While his razzmatazz rarely took the spotlight off of his music, it made him stand out in the music world as a composer who knew how to represent visually everything he delivered sonically. And at 66, Bappi da, who created over 9,000 songs in his lifetime, detailed how he came to be known as ‘Bling Bling Bappi Lahiri’ in an interview with Anupama Chopra for Vogue.
“It began when my mother gave me my first gold chain in 1974. After I got married, my wife gave me another in 1977. Today, Bappi Lahiri means gold. When I’m in New York or London and it’s very cold, my gold chains are hidden under my jacket. Indians come and ask: ‘Are you Bappi Lahiri?’ And I say, ‘Yes’. They then inquire, “But where are all the gold chains?” So, across the world now, gold chain mera pehchaan hai, it’s my identity,” the late legend had shared.
He had also asserted, “Now all over the world, people say, ‘Bling Bling Bappi Lahiri.’ The latest film I’m in is Marvel’s Guardians of The Galaxy — they used my song ‘Jhoom, jhoom, jhoom baba’. So, those in Hollywood now also call me ‘Bling Bling Bappi Lahiri’.” Asked when the costumes started becoming dramatic, too, Lahiri shared, “My image is very defined and my shiny costumes are part of it.”
Lahiri also detailed what inspired him to create this image and all the love that motivated him to stand by and evolve it. “I watched Elvis Presley as a child, he had a chain with a big cross, dark glasses and a bracelet.

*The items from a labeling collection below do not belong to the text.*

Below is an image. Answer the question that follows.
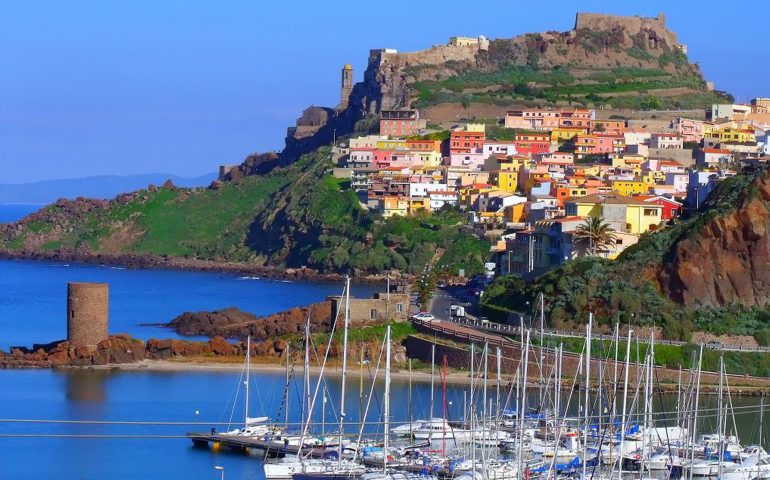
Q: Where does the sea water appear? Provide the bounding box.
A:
[0,260,378,350]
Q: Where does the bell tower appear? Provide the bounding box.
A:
[339,63,353,110]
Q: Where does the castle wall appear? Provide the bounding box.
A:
[67,283,110,346]
[329,293,409,325]
[575,13,678,47]
[380,45,479,67]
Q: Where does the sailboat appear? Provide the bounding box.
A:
[263,278,366,480]
[222,336,281,441]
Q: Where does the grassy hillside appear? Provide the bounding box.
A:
[413,65,730,109]
[0,148,489,273]
[483,165,770,344]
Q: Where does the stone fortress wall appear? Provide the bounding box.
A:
[575,13,679,47]
[67,282,110,347]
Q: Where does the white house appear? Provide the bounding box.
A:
[650,133,684,149]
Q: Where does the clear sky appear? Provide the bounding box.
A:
[0,0,770,183]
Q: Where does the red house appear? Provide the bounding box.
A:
[634,195,682,221]
[515,133,551,156]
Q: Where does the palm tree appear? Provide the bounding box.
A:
[572,217,615,255]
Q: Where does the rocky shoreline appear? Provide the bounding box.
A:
[0,249,392,283]
[0,334,287,368]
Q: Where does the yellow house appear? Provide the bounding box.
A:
[408,197,430,214]
[505,203,527,223]
[410,151,441,171]
[377,139,406,150]
[564,194,663,235]
[489,170,519,193]
[642,170,666,184]
[612,180,655,197]
[379,197,409,218]
[551,127,588,142]
[460,183,497,208]
[706,128,757,143]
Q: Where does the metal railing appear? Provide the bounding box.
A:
[413,317,770,353]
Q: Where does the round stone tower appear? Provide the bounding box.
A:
[67,283,110,346]
[340,63,353,110]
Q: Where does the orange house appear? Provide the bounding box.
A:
[406,140,441,153]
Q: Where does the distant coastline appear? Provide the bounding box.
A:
[0,249,385,283]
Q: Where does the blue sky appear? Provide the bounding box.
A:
[0,0,770,183]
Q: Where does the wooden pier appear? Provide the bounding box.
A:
[187,432,338,458]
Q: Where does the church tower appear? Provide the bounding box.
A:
[339,63,353,110]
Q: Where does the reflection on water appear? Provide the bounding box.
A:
[62,370,109,403]
[0,369,770,480]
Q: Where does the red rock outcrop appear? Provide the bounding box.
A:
[660,172,770,306]
[168,302,331,341]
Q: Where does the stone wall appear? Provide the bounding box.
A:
[67,283,110,346]
[404,335,770,387]
[328,292,409,325]
[575,13,678,47]
[648,148,695,167]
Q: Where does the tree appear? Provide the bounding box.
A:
[572,217,615,255]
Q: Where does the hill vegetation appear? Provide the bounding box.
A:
[483,164,770,345]
[0,147,489,274]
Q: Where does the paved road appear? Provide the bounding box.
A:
[430,287,478,319]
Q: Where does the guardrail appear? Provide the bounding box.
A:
[413,317,770,353]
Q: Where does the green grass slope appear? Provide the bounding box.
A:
[0,147,489,273]
[482,165,770,344]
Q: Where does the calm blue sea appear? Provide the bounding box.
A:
[0,203,43,223]
[0,370,463,480]
[0,260,377,349]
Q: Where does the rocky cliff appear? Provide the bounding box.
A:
[484,166,770,345]
[167,302,331,341]
[266,13,708,174]
[660,172,770,306]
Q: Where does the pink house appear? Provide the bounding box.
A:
[674,117,703,143]
[372,148,397,168]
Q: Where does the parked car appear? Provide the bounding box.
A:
[412,312,436,322]
[449,304,465,318]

I decided that I would also create an image for myself. And just like that I established my image with time. Today, without gold there’s no Bappi da. Whenever I go somewhere, my fans treat me like a hero. They love my songs, be it Ooh La La from The Dirty Picture, Tune Maari Entriyaan from Gunday or Tamma Tamma Again from Badrinath Ki Dulhania. And these are just the recent ones—I’ve done 640 films. Even 50 years later, if one of my songs plays, 2,000 people will be dancing. The public is crazy about me.”
Lahiri also “got the Supreme Court to copyright” his look. He had assured, “Nobody can copy me, no one can dress up like Bappi Lahiri and no one can make fun of me. If anybody copies my dress, I will sue. In fact, if anyone copies my songs, I’ll sue them, too.”
The Disco Dancer hitmaker’s 2002 song, Kaliyon Ka Chaman, sung by Lata Mangeshkar, was lifted. “It was used in an international song—they took it and didn’t give me any credit. I immediately went to Los Angeles and told them they need to give me credit. I didn’t want money because the song is owned by HMV. After one year, I got justice. My song Jimmy Jimmy has also been sung in 45 different languages. It has been remade in Russia, China, Istanbul. Sab Jimmy Jimmy ke peechhe pagal hain! Even Disco Dancer made history. When Michael Jackson visited India, he met me personally and said, “I love your song Disco Dancer.” He also loved my gold chains!”